How to mimic evolution inside a computer 

In a way, one can look at a genetic algorithm simply as an optimization technique. Let’s say you want to minimize a function f. At first, you would randomly create several “individuals”, say a hundred. Each individual would receive random attributes, which are inputs of f. Then, individuals would be evaluated through f, and you would only retain the 20 best combinations of inputs.

For each remaining survivor, some of the inputs could vary by a little amount: You need to define the probability for it to happen and the magnitude of the change. This mimics the biological process of mutation. 

Now you can also imagine a mating strategy. Take two individuals and make them exchange some attributes. If an attribute is a list, you could break the list at a point for both individuals and each would exchange a part of the list. This can be seen as the cross-over of living things. This will produce the offspring of the previous generation.  

By repeating the process of mutating, mating, and of cross-over for several generations, it’s possible to learn to minimize f

Generic algorithms for hyper-parameters selection

Genetic algorithms can be used for a variety of machine learning task and it has recently gained traction for the machine-learning hyper-parameters search. There is a python library dedicated to this use: TPOT.

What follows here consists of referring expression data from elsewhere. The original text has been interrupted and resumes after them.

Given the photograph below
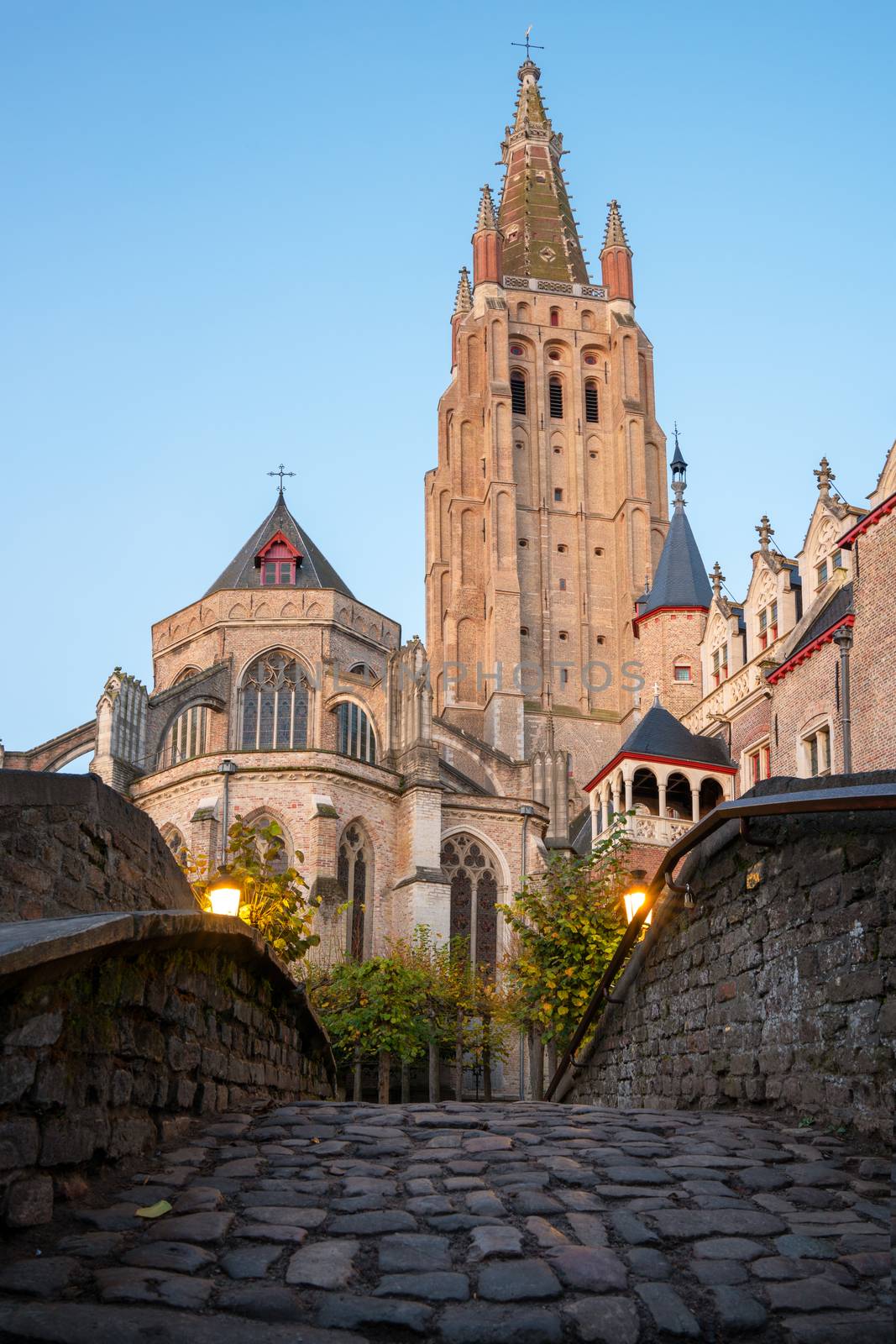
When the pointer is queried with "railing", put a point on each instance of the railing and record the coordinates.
(652, 830)
(555, 286)
(872, 797)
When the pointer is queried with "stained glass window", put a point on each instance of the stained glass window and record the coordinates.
(355, 732)
(354, 871)
(275, 705)
(472, 873)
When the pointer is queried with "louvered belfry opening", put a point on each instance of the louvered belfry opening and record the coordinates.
(517, 393)
(555, 396)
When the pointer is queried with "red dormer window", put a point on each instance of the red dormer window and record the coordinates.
(278, 562)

It’s usage is rather simple:

from tpot import TPOTClassifier
from sklearn.datasets import load_digits
from sklearn.model_selection import train_test_split

digits = load_digits()
X_train, X_test, y_train, y_test = train_test_split(digits.data, digits.target,
                                                                                                      train_size=0.75, test_size=0.25)

tpot = TPOTClassifier(generations=5, population_size=20, verbosity=2)
tpot.fit(X_train, y_train)
print(tpot.score(X_test, y_test))


Machine learning algorithm is often inspired by natural processes. Artificial Neural Networks are inspired by the neural organization of the visual cortex in humans. Genetic algorithms is about channeling evolution for optimization purposes. Here is described how it is possible through mutations, mating and cross-over processes to learn a function.

Genetic algorithms have recently been used for hyper-parameters search, as a replacement of gradient descent for very large networks, as a way to find new neural architectures and many more machine learning tasks.